Information Provided by HTML Files
The Web flourishes because of its format-free style.
Lacking a unifying structure popularizes the Web, but this level of complexity also makes Web searches difficult.
HTML pages provide the following information:
- Audio/figure/flash/table/video captions:
A caption is usually a description of the subject.
- Content:
Web page content provides the most accurate and full-text information.
However, it is also the least-used information for a search engine since content extraction is still far less practical.
- Descriptions:
Web page descriptions can either be constructed from the meta tags or submitted by webmasters or reviewers.

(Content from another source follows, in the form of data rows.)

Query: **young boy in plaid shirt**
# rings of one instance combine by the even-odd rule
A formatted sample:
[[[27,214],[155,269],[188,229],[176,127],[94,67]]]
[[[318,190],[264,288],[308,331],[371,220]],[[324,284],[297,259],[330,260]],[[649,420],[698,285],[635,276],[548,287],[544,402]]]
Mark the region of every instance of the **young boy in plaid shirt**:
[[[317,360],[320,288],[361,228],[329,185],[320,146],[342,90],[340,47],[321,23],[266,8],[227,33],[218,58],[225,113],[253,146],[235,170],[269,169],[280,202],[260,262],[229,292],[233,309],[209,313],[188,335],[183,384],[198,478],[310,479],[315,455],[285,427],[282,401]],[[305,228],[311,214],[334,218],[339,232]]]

A metatag is an HTML tag that provides information such as author, expiration date, a list of keywords, about a web page.
- Hyperlinks:
Hyperlinks contain high-quality semantic clues to a page’s topic.
A hyperlink to a web page represents an implicit endorsement of the page being pointed to.
- Hyperlink text:
Hyperlink text is normally a title or brief summary of the target page.
- Keywords:
Keywords can be extracted from full-text documents or metatags.
Filtering operations are applied to a document before obtaining keywords from the full-text document.
Typical operations include the removal of common words using a list of stopwords, the transformation of upper-case letters to lower-case letters, etc.
- Page titles:
The title tag defines the title of an HTML document.
- Text with a different font, style, color, or size:
Emphasized text is usually given a different font to highlight its importance.
- The first sentences:
The first sentence of a web page is usually an introduction or an abstract.